Arranging and Preparing the Material
Before you set up your scanner or digital camera, there is work to do. Those letters need to be opened and the papers unfolded, unstapled, and un-paperclipped. This takes time. (So. Much. Time.) And there needs to be a way to keep things in order so papers don’t get mixed up in the process.
Getting the Necessary Equipment
There needs to be a scanner or digital camera with the necessary accessories, such as batteries, lighting, camera stand, etc.
And people. You can’t digitize without the people do it.
Honestly, this is usually the easiest part of the whole process, but it still takes time. Scanning a book can be fairly fast, but if you’re working with unbound material (like your hypothetical letter collection), you’re going to go a lot slower. Even if you can do a new image every 5 seconds — which would be lightning speed for some unbound materials, it adds up. Let’s say it’s 5 second per page. Multiply that by a letter that’s 6 pages long plus an envelope… and there are 2000 letters to do. That’s 1167 minutes or almost 20 hours. That’s presuming nothing slows you down. (Head’s up: There’s always something that will slow you down.)
Those images don’t do anyone good if nobody knows what they are. That requires someone to set up metadata—information about something that makes it more usable. At a minimum, you need some kind of title for this group of images, but there usually needs to be a more robust description.
There’s also something called “structural metadata,” which shows how the images relate to one another. This includes things like the sequence of the images, so that page 5 comes after page 4 but before page 6. It can also be assigning “waypoints.” Essentially, this allows users to see where sections of the work are, much like a book’s table of contents does. This also takes time and someone to do it. (See a pattern here?)
If these images are going to be online, they need to be hosted somewhere. (This isn’t the same thing as the archive’s hard drive where they are stored. By the way, that’s more equipment that’s needed.) There also needs to be some sort of website. There are frameworks called “content management systems” that help libraries and archives manage this, but they’re often too expensive for small organizations to use. Even the organizations that do have a CMS still need to pay for the service and have people to work on the technical aspect. (I hope you figured that into your grant proposal.)
Storage and Backups
If you’ve ever had a hard drive fail, you’ll understand the need for a good system of backups. With computers, it isn’t a matter of if they will fail; it’s a matter of when. You’re going to need a good backup system (which includes a clear way to recover data), as well as a plan to migrate data to new media and/or formats when necessary.
You might be able to get some of the work done with the staff you already have at your (hypothetical) archive, but this is a big project. You were smart to include in your grant proposal some funding for a part-time employee or intern to work with the project. Even if you had opted to use all volunteers for this, volunteer labor is not free. It still requires time to train, supervise, and manage.

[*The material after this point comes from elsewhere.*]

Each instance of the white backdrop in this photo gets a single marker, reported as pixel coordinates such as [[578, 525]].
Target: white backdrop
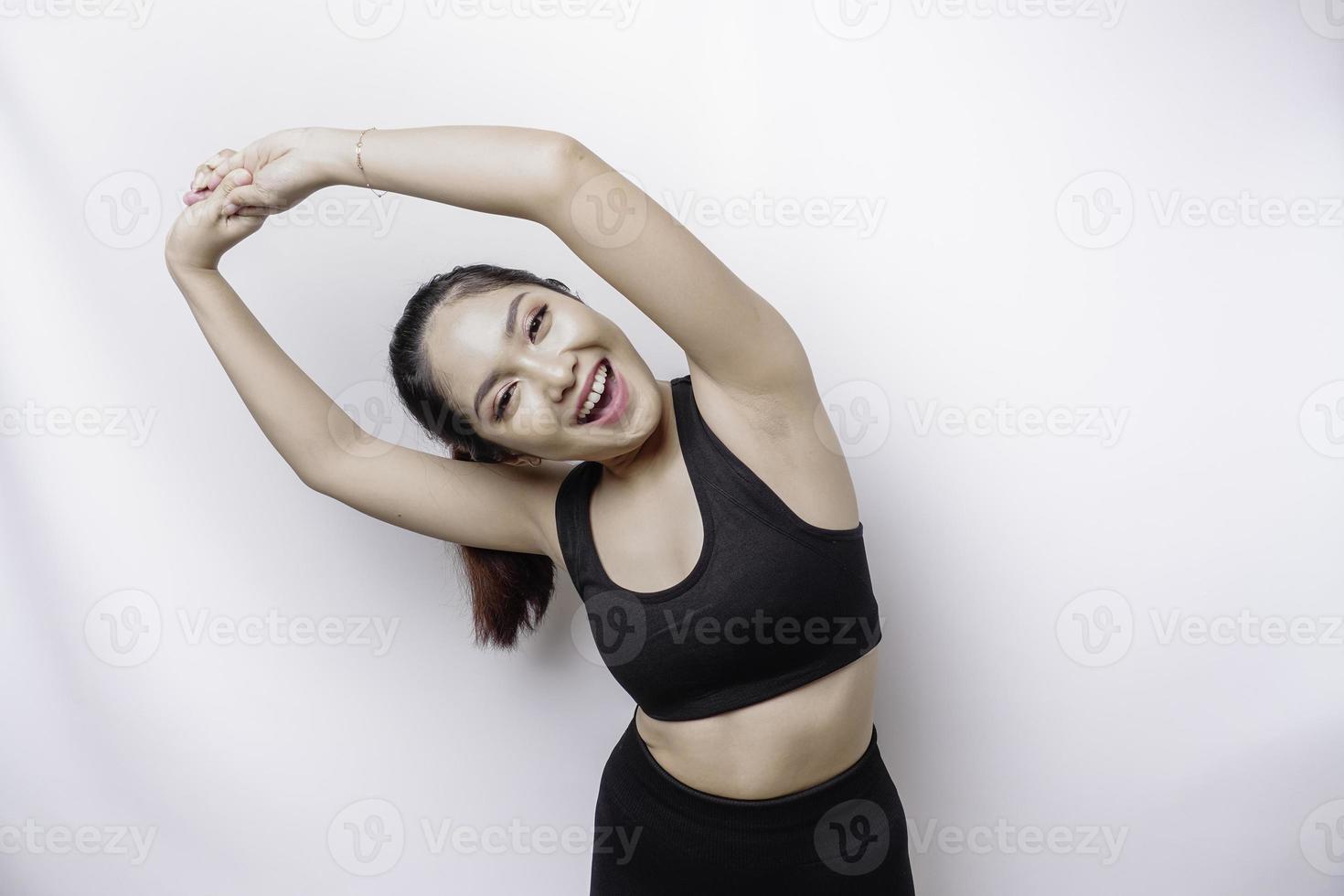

These Issues Affect Everyone
Whether it’s your (hypothetical) small archive or one of the major players in the genealogy space, these issues affect everyone who is trying to get things digitized and bring them online. True, the big players don’t need to apply for grant funding, but they still have issues of time constraints, staffing, and technology. Even for them, there are limits of people, time, and money. It’s tougher for smaller organizations, because they don’t have the economy of scale that the larger ones do.
So when you get frustrated (like I do sometimes) when that record you need isn’t online, remember that there’s more to bringing records online than just scanning.